Keep in mind that the "Root install folder" is where the Eclipse executable will be installed and the Eclipse Kura sources will be downloaded (in the git subfolder).

Press Next, leave all Bootstrap Tasks selected and press the Finish button

Accept all the licenses and wait for the installation to finish.

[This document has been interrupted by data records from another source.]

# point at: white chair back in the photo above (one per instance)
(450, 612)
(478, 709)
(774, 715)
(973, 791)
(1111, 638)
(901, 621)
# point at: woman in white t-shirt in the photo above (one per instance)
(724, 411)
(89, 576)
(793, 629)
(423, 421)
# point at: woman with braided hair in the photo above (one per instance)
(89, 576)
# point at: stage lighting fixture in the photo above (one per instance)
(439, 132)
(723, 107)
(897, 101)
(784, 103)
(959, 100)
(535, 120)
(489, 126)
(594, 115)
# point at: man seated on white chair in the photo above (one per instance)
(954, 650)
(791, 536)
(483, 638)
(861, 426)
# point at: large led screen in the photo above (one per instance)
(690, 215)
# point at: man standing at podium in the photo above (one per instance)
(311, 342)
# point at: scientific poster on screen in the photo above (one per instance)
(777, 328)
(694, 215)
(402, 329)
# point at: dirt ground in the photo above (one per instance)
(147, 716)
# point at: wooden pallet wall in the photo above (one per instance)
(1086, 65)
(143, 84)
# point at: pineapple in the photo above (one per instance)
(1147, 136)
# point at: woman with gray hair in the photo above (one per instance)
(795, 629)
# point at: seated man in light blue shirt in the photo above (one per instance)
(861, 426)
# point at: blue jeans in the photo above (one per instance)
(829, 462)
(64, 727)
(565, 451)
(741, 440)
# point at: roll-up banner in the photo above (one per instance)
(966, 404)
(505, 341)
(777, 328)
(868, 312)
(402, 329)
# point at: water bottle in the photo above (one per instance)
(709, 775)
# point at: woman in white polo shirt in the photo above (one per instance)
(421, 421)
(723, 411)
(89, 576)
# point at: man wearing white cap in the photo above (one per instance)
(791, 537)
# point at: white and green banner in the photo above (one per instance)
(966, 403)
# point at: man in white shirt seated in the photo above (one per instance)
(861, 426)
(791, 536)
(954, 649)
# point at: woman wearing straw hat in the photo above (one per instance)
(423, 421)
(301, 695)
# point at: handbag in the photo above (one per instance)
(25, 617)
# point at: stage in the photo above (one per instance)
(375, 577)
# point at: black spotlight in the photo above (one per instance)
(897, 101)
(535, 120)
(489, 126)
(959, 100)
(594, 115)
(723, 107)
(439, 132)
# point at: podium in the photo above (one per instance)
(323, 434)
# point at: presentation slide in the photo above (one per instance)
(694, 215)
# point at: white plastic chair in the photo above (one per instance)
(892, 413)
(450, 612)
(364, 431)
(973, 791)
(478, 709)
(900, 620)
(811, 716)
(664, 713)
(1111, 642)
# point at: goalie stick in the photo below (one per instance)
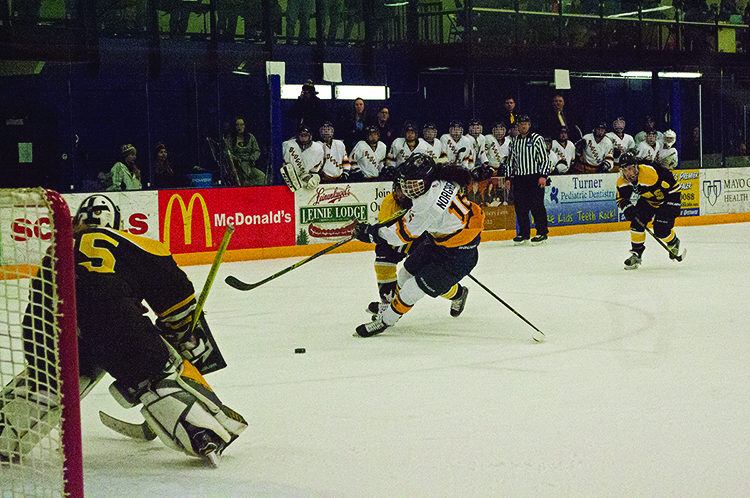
(537, 335)
(244, 286)
(215, 360)
(677, 257)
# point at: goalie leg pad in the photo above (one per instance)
(26, 417)
(186, 414)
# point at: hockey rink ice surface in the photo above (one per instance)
(642, 387)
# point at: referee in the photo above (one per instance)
(528, 167)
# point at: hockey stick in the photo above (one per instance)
(215, 360)
(537, 335)
(677, 257)
(244, 286)
(240, 285)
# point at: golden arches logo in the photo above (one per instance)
(187, 218)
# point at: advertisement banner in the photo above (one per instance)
(581, 199)
(725, 190)
(139, 210)
(194, 220)
(689, 181)
(329, 212)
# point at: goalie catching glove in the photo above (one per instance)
(184, 412)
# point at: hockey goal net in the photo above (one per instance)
(40, 448)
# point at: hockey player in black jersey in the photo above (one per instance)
(645, 193)
(157, 364)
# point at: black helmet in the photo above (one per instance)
(98, 210)
(627, 158)
(416, 174)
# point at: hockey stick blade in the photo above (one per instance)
(142, 432)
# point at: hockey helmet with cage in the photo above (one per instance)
(98, 210)
(475, 128)
(416, 174)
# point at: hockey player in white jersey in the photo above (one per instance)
(564, 151)
(457, 146)
(336, 167)
(597, 153)
(496, 148)
(303, 160)
(667, 155)
(430, 145)
(649, 148)
(368, 156)
(404, 146)
(621, 141)
(453, 225)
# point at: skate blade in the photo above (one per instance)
(213, 459)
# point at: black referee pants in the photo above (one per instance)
(529, 198)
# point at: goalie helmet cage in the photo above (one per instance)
(34, 223)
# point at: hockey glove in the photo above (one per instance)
(311, 180)
(482, 173)
(629, 212)
(388, 173)
(367, 233)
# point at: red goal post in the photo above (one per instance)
(34, 223)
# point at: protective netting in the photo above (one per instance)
(31, 455)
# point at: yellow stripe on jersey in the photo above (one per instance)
(153, 246)
(185, 302)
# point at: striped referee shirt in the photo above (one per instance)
(528, 156)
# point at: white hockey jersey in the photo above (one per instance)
(496, 152)
(645, 151)
(336, 161)
(667, 157)
(479, 153)
(400, 152)
(434, 150)
(451, 148)
(598, 154)
(625, 144)
(443, 212)
(309, 160)
(567, 152)
(370, 162)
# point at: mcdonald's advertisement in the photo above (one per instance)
(194, 221)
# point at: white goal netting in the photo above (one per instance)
(33, 459)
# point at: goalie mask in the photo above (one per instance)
(429, 132)
(670, 137)
(456, 130)
(98, 210)
(416, 175)
(326, 131)
(475, 128)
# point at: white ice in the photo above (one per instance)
(641, 389)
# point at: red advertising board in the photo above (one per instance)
(194, 220)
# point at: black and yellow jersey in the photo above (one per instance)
(655, 185)
(112, 265)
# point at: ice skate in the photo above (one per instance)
(458, 302)
(633, 262)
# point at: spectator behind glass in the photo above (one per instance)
(244, 151)
(124, 175)
(354, 124)
(308, 109)
(162, 172)
(382, 122)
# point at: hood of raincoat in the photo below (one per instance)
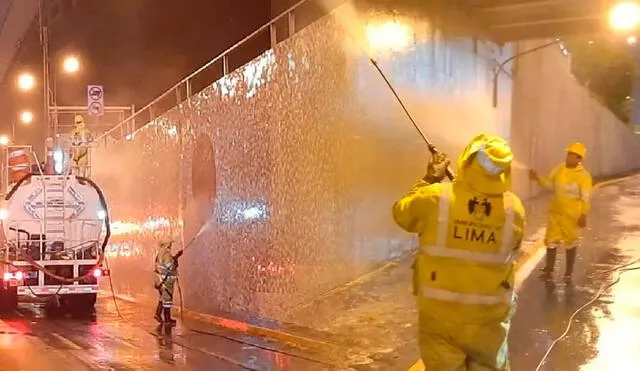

At first startup Eclipse IDE will checkout the code, perform a full build and configure a few Working Sets

When the tasks are completed, go to into the Package Explorer and Target Platform > Target-Definition > Kura Target Platform Equinox 3.16.0, and press "Set as Target Platform" located at the top right of the window:

Info

Additional workspace configuration:

  • In the Eclipse workspace modify the lifecycle mapping by adding these XML lines to the lifecycle-mapping-metadata.xml in Eclipse Kura workspace. You can find the file in the Windows -> Preferences -> Maven -> Lifecycle Mappings -> Open workspace lifecycle mappings metadata. After editing the file, reload it by pressing the "Reload workspace lifecycle mappings metadata" button.
    <?xml version="1.0" encoding="UTF-8"?>
    <lifecycleMappingMetadata>
        <lifecycleMappingFilters>
            <lifecycleMappingFilter>
                <symbolicName>org.eclipse.m2e.pde.connector</symbolicName>
                <versionRange>[2.1.2,)</versionRange>
                <packagingTypes>
                    <packagingType>eclipse-test-plugin</packagingType>
                    <packagingType>eclipse-plugin</packagingType>
                    <packagingType>eclipse-feature</packagingType>
                </packagingTypes>
            </lifecycleMappingFilter>
        </lifecycleMappingFilters>
    </lifecycleMappingMetadata>
    
  • Install the eclipse-tycho plugin by following these steps:
    1. Menu Help -> Install new software... -> Paste the m2eclipse-tycho repository URL in the Work with: text field -> expand the category and select the Tycho Project Configurators Feature and proceed with the installation.
    2. Then restart Eclipse.

Kura examples

To get inspirations and become familiar with the development in Eclipse Kura, some example bundles are available on the kura-apps repository.